Last year I lived for six months in Delhi. Every weekend I would visit Kusumpur Pahari, Delhi's largest slum. Kusumpur Pahari has about 10,000 to 12,000 makeshift homes of brick and corrugated metal. It is located in South Delhi's Vasant Vihar, bordering the most expensive malls in an area called Vasant Kunj. These malls boast fancy restaurants and designer brands from Dior to Marks and Spencer.
Each home in Kusumpur Pahari is about 3 meters by 3 meters and houses two families and about 10-12 people. For years I had passed it in open-aired rickshaws wondering what life was like under the haze of extreme poverty. Poverty in an aged slum that backed up to the glamour of India's new raging economy.
The more time I spend in India, the more I think I understand the place. However, every trip back, I realize how little I know. This time I spent my trip concentrating on contradictions, life within poverty and beauty in the depths of Delhi. I traveled far to get to India and I traveled deep into the culture with little movement in the country.
I wandered.
One day on the way to Kusumpur Pahari I stopped the auto. I got out in the middle of traffic and walked into a camp. I didn't know the name, and to be honest I was afraid of what was inside.
A morning spent photographing and, yet again, I found Incredible India and a group of people who cannot help but offer you the only chair they own and a cup of hot chai.
Kuli Camp sits in the middle of heavy traffic, a small slum on a small triangular shaped hill between three traffic lights. Migrant workers from villages in the states of Bihar, Uttar Pradesh, Orissa, Assam and West Bengal move to Delhi to work as servants and public sewage cleaners with hopes of a better future.

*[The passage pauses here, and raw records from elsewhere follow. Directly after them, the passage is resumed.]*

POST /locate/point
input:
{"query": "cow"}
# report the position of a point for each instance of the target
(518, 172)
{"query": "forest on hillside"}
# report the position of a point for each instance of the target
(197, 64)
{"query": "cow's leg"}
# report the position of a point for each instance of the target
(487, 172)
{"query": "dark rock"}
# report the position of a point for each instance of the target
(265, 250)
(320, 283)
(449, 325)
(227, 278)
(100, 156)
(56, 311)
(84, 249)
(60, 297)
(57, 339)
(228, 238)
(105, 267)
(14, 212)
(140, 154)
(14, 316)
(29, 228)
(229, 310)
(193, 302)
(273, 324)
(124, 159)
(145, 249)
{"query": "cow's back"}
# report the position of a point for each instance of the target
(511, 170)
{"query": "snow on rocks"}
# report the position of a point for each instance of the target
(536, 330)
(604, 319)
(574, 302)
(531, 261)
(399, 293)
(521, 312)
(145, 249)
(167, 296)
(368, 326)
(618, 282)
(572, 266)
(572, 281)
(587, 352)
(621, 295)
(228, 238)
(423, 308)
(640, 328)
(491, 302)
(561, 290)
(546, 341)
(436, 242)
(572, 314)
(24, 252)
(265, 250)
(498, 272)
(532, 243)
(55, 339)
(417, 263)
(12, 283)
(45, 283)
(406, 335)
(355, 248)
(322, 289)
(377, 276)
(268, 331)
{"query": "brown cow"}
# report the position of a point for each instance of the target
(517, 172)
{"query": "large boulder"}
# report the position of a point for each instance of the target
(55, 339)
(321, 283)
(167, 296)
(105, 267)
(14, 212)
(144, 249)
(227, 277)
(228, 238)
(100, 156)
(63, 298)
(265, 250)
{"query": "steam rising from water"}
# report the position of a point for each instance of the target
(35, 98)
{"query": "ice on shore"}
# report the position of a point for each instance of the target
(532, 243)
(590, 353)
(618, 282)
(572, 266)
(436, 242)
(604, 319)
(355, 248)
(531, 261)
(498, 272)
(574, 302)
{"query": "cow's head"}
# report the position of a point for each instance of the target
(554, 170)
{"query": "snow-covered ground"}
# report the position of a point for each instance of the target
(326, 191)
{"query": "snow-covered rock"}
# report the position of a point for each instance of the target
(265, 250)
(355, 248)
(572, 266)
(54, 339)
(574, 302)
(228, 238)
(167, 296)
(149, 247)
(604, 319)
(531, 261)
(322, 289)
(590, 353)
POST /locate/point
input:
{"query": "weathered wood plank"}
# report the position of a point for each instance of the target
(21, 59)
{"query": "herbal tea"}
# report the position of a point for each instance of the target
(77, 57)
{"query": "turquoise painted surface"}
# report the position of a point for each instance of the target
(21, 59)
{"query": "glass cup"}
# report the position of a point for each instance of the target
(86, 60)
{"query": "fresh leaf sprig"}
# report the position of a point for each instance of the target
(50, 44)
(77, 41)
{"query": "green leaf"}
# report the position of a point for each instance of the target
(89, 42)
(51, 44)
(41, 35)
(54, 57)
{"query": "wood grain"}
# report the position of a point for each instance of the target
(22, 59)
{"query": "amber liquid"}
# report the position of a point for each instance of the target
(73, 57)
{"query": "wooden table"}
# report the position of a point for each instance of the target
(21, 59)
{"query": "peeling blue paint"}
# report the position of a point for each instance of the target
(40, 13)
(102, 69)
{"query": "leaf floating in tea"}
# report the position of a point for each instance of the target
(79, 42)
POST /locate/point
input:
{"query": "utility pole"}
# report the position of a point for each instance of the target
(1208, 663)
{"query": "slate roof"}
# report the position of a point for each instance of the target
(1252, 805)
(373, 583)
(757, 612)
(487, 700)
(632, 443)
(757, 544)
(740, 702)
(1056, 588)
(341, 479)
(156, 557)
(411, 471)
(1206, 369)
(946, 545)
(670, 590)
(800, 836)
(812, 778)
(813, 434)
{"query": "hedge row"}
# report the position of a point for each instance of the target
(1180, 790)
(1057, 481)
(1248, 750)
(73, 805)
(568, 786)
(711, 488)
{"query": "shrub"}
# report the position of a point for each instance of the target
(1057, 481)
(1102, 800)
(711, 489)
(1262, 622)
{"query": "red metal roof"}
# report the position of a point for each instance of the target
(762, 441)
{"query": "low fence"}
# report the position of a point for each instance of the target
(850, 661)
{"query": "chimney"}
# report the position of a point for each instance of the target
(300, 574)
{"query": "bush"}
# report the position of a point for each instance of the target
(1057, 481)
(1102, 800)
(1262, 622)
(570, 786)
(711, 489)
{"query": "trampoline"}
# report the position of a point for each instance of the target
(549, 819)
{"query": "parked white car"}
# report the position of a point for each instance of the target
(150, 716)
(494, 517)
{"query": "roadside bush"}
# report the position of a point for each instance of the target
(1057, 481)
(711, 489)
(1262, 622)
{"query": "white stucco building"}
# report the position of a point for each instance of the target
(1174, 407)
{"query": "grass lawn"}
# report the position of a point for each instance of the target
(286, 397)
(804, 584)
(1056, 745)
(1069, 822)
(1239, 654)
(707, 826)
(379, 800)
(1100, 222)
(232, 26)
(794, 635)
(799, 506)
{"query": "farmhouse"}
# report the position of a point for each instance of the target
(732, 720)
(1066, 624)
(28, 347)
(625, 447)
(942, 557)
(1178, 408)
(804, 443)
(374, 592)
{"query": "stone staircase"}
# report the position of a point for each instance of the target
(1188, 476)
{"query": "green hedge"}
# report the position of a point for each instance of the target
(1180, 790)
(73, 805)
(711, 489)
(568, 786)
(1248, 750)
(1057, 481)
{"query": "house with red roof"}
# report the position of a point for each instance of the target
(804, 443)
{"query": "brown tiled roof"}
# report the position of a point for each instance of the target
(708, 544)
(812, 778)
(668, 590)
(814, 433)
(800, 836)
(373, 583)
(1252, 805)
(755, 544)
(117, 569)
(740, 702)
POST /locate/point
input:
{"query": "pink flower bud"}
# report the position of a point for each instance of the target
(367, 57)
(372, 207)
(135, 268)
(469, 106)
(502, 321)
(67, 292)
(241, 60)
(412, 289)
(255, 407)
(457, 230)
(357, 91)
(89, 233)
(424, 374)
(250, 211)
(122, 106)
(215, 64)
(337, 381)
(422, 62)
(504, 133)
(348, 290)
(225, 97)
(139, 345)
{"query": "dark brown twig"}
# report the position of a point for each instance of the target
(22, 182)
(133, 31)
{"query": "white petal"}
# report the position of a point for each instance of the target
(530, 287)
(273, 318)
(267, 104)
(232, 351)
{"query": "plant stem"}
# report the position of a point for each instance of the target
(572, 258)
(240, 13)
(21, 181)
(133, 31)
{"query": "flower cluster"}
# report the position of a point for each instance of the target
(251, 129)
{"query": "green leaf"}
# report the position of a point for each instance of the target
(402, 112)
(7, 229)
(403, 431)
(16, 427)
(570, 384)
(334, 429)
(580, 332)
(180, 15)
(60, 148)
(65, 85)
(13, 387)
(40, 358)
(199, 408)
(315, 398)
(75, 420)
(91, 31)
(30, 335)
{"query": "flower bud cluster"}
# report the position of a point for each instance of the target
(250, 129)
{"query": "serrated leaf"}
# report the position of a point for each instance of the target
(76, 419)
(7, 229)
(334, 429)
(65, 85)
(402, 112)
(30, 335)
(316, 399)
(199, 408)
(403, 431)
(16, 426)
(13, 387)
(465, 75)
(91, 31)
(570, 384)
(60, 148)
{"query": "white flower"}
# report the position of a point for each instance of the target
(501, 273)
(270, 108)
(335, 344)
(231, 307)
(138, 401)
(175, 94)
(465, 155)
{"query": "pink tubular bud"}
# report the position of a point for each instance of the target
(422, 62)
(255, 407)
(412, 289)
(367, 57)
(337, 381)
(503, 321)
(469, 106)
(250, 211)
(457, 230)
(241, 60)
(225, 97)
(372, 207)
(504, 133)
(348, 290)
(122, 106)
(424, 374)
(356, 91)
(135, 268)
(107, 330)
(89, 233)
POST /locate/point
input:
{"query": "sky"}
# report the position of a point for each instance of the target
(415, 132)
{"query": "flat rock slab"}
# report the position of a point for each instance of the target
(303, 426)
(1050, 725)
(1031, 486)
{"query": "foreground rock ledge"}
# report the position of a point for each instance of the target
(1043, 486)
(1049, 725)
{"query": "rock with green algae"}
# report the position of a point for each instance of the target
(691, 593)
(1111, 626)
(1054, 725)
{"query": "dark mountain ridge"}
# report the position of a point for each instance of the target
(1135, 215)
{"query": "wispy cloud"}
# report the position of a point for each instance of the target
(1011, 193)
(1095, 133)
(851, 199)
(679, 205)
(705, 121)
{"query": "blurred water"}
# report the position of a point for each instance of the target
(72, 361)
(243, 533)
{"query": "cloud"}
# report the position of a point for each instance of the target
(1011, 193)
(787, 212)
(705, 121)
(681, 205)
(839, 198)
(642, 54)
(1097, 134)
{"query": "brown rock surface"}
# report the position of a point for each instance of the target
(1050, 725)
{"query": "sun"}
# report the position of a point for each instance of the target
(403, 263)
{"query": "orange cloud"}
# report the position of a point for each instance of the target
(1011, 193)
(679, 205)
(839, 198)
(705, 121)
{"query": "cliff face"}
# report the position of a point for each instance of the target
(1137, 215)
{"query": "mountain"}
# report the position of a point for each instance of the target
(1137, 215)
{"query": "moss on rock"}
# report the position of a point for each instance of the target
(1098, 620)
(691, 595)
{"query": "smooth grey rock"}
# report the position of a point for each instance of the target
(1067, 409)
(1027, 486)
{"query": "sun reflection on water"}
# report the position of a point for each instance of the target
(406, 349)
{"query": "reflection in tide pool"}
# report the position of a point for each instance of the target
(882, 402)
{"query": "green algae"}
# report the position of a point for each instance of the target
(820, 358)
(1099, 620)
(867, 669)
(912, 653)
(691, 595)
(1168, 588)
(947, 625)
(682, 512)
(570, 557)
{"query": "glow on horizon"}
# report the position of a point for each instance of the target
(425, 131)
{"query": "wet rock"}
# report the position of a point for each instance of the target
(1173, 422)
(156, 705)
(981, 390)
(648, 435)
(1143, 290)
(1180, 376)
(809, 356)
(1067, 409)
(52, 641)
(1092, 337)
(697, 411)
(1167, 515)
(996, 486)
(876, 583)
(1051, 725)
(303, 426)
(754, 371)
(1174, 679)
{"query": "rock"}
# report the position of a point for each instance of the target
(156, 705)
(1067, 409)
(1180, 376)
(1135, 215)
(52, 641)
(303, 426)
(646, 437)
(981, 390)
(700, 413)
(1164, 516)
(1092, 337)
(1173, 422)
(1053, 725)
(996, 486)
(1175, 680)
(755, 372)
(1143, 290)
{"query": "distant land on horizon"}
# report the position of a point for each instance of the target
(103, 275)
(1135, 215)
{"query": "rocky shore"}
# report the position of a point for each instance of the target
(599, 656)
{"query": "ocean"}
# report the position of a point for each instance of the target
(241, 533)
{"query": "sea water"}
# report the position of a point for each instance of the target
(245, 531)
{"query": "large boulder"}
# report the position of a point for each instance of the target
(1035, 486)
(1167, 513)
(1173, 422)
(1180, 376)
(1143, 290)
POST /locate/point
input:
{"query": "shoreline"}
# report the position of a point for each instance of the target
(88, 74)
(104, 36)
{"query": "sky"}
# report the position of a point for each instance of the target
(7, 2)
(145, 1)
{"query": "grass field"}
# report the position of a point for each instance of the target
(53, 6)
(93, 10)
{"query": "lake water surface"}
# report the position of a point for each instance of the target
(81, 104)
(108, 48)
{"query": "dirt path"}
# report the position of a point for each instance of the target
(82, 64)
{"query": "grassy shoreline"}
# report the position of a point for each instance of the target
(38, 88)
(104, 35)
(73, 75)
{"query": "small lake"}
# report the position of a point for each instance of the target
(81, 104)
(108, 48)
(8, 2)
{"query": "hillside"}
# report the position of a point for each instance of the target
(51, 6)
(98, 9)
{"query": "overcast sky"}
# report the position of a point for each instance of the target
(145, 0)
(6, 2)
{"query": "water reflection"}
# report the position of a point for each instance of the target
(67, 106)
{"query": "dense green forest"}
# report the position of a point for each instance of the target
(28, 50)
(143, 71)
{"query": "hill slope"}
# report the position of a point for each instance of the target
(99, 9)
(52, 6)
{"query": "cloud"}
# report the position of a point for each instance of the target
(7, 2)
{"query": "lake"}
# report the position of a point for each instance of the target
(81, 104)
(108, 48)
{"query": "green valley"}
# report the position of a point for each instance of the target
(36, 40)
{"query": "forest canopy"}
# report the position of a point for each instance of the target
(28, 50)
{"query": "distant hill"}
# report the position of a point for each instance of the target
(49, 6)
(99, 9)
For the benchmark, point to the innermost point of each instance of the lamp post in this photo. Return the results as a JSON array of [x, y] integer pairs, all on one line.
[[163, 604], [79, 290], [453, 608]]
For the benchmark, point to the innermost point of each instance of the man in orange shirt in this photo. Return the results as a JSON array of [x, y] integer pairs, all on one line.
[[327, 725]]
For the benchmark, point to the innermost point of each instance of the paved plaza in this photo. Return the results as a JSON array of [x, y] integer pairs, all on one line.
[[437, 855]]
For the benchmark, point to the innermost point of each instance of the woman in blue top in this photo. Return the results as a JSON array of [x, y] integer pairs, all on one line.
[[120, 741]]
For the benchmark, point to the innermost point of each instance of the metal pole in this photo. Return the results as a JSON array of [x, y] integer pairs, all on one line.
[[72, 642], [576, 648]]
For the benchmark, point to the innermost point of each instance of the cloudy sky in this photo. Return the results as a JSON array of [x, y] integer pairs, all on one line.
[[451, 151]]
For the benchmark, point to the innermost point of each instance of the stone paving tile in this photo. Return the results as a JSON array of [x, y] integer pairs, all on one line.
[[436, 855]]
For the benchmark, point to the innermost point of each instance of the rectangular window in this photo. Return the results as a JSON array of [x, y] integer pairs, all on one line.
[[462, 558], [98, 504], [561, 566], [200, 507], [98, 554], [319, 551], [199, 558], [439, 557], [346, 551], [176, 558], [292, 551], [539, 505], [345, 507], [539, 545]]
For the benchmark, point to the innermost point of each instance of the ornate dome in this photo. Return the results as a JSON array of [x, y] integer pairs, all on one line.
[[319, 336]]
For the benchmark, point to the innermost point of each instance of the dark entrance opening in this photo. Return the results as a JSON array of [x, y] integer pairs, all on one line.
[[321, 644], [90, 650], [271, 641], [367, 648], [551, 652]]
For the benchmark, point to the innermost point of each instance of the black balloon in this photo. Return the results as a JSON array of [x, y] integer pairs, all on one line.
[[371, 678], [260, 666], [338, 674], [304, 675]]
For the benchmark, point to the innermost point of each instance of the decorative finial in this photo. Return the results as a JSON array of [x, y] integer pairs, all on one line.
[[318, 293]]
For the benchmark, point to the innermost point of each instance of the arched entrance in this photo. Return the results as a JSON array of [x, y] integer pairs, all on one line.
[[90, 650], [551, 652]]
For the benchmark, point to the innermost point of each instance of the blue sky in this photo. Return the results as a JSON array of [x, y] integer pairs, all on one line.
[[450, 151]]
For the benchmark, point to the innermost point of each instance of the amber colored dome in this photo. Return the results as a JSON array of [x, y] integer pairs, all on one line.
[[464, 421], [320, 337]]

Yet, families have made homes. Water is scarce.
Both slums have no running water and the Indian government gives each family two 50-gallon drums of water per week. Only one of the drums is potable. Kids in the slums have big dreams, they study hard, and their mothers are gentle.
If I have one small piece of advice for travelers brave enough to weather India, I would say take time to get lost in an area that is so different from all you know that you might be afraid to enter. Fine-tune the delicate travelers' line of keeping your guard and being receptive to hospitality that will completely embrace you.
You might find that emotions rage and life blooms in the most unlikely of places.